Hamburg. Moderatorin Barbara Schöneberger und Chefredakteurin Brigitte Huber im Gespräch über die zwei Frauenmagazine von Gruner+Jahr.

Ein Bürozimmer im Verlag Gruner+Jahr am Baumwall. Nach ein paar Sätzen Small Talk (Wetter, Kaffeevorlieben) geht es gleich zur Sache. Barbara Schöneberger muss im Anschluss weiter zur Aufzeichnung der „NDR Talkshow“, am Abend fliegt sie nach Köln zur Geburtstagsfeier ihres Managers. Auf Brigitte Huber warten Chefjobs für zwei Frauenmagazine, die altbewährte ­„Brigitte“ und der Neuzugang „Barbara“, der sich bei Start rund 250.000-mal verkaufte. Die Redegeschwindigkeit ist hoch, es wird viel gelacht.

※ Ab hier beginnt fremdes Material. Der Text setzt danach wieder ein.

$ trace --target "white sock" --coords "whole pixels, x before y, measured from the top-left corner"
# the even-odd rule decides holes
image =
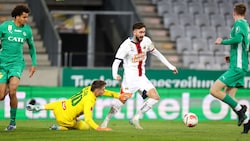
[[[247,124],[249,120],[249,116],[247,116],[247,118],[243,121],[244,124]]]
[[[234,108],[235,111],[240,111],[241,110],[241,105],[240,104],[237,104],[237,106]]]
[[[123,106],[124,104],[120,101],[120,100],[116,100],[114,102],[114,104],[112,105],[112,107],[110,108],[110,111],[108,113],[108,115],[106,116],[105,120],[110,120],[111,117],[117,113],[121,107]]]
[[[142,104],[142,107],[137,111],[136,115],[134,116],[134,119],[138,120],[144,113],[150,110],[153,107],[153,105],[155,105],[157,102],[158,100],[155,100],[153,98],[148,98]]]

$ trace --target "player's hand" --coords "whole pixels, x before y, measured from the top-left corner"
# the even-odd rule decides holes
[[[122,80],[122,77],[118,74],[115,78],[115,80]]]
[[[215,44],[216,45],[220,45],[221,44],[221,41],[222,41],[222,38],[217,38],[216,40],[215,40]]]
[[[35,66],[31,66],[30,70],[29,70],[29,77],[32,77],[33,74],[35,73],[35,71],[36,71],[36,67]]]
[[[177,73],[178,73],[177,68],[173,69],[173,74],[177,74]]]
[[[225,56],[224,58],[225,58],[226,63],[229,63],[229,62],[230,62],[230,56],[227,55],[227,56]]]
[[[98,127],[96,130],[97,131],[112,131],[111,128],[101,128],[101,127]]]
[[[119,100],[124,102],[124,101],[128,100],[131,97],[132,97],[131,93],[122,93],[122,94],[120,94]]]

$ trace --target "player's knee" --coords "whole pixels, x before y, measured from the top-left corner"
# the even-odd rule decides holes
[[[5,99],[5,95],[0,95],[0,101],[3,101]]]
[[[210,88],[210,94],[211,94],[212,96],[215,96],[217,92],[218,92],[218,91],[217,91],[216,89]]]

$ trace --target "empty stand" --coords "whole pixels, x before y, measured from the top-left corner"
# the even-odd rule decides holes
[[[193,38],[200,38],[201,37],[201,30],[198,26],[187,26],[185,28],[186,36],[190,39]]]
[[[170,39],[176,41],[180,37],[185,37],[185,29],[181,25],[173,25],[170,27]]]
[[[185,37],[178,38],[176,40],[176,50],[177,50],[177,53],[179,54],[193,50],[191,40]]]
[[[169,28],[172,25],[179,24],[179,17],[177,14],[164,14],[163,24],[165,28]]]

Frau Schöneberger, Frau Huber, waren Sie sich von der ersten Minute an sicher, dass Sie mit „Barbara“ Erfolg haben würden?

Barbara Schöneberger: Ich gebe mich nie mit Zukunftsperspektiven ab, weil ich nie weiter als zwei Wochen im ­Voraus plane.

Brigitte Huber: Wir im Verlag denken Schritt für Schritt. Erst mal versuchen wir ein tolles Heft zu machen, dann schauen wir, ob es auch beim Publikum ankommt. Inzwischen bin ich überzeugt, dass es „Barbara“ sehr lange geben wird.

Hinterher denken immer alle: „Die Idee lag doch auf der Hand.“ Aber was war der entscheidende Einfall im Fall von „Barbara“?

Huber: Es gibt rund 300 Frauenzeitschriften auf dem deutschen Markt. Sich von den anderen Magazinen abzuheben, ist extrem schwer. Mit „Barbara“ brechen wir mit der Selbstoptimierungsschleife, die Frauen suggeriert, sie müssten ständig etwas an sich verbessern. Wir wollen das Korsett lockerer machen. Diese Haltung vertritt niemand sympathischer und humorvoller als Barbara Schöneberger. In einer komplexen Welt mit 1000 unterschiedlichen Meinungen sind Menschen gefragt, mit denen man sofort etwas verbindet. Deshalb war die Idee unseres Verlags, Barbara zu fragen, richtig schlau. Und dass sie „ja“ gesagt hat, war noch schlauer.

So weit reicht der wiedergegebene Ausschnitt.